Semantic HTML

There's quite the buzz in the weblogging community over Mark Pilgrim's (Pushing the envelope) [1] use of the <CITE> tag (among other more esoteric tags in HTML (HyperText Markup Language)). It's a nice idea, but all the standard (HTML 4.0: § 9.2.1—Phrase elements) [2] says about <CITE> is:

**CITE:**…>     Contains a citation or a reference to other sources.

“HTML 4.0 § 9.2.1 Phrase elements [3]”

And only a few scant and quite trivial examples. I'm not sure of the exact usage of the <CITE> tag. In the following:

In _Snowcrash_, Neal Stephenson explored the implications of neuro-linguistic hacking …

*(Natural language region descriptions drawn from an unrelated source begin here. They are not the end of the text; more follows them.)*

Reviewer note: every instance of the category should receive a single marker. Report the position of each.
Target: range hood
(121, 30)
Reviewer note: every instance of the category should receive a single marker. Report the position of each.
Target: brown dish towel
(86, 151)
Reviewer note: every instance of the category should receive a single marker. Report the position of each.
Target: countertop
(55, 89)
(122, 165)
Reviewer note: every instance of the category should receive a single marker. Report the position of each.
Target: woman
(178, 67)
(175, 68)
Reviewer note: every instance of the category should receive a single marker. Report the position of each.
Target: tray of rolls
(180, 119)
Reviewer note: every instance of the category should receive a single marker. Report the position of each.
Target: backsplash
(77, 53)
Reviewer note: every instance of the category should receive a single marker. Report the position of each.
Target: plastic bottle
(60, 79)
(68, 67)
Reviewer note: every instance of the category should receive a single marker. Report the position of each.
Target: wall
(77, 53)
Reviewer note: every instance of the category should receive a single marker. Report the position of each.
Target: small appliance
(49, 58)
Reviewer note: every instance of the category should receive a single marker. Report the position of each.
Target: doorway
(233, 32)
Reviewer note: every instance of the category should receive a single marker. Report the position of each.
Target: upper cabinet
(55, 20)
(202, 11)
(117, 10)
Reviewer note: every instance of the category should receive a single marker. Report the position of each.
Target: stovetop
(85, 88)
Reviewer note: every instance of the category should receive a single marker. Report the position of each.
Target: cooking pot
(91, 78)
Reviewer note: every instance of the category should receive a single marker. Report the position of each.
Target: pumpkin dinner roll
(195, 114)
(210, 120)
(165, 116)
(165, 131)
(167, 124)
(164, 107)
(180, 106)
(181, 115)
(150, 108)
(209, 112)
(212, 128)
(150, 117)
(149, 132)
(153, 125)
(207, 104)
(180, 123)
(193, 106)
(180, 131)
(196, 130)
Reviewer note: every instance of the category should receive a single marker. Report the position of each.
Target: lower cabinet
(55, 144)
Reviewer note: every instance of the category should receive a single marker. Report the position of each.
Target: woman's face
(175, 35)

Now, am I supposed to mark that up like:

In <CITE>Snowcrash</CITE>, Neal Stephenson explored the implications of neuro-linguistic hacking ...

Because I'm citing the book _Snowcrash_? So, along those lines, if I had instead written it as:

Neal Stephenson, in his book _Snowcrash_, explored the implications of neuro-linguistic hacking …

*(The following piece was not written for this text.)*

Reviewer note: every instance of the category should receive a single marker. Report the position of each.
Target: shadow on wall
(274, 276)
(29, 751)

Would I then mark it up as:

<CITE>Neal Stephenson</CITE>, in his book Snowcrash, explored the implications of neuro-linguistic hacking ...

since now I'm emphasizing Neal Stephenson over the book? But the book was written by Neal Stephenson so should it instead be:

In <CITE>Snowcrash</CITE>, <CITE>Neal Stephenson</CITE> explored the implications of neuro-linguistic hacking ...

Okay, so it's a contrived example, but generating semantically correct markup isn't trivial and expecting the general public to get it correct is asking a bit too much. As one person pointed out [4], given a hypothetical tag like <EDITOR>, is it:

<EDITOR>Joe Blow</EDITOR>

or

<EDITOR>vi</EDITOR>

(except when it's <EDITOR>Frontpage</EDITOR> but I won't go there)?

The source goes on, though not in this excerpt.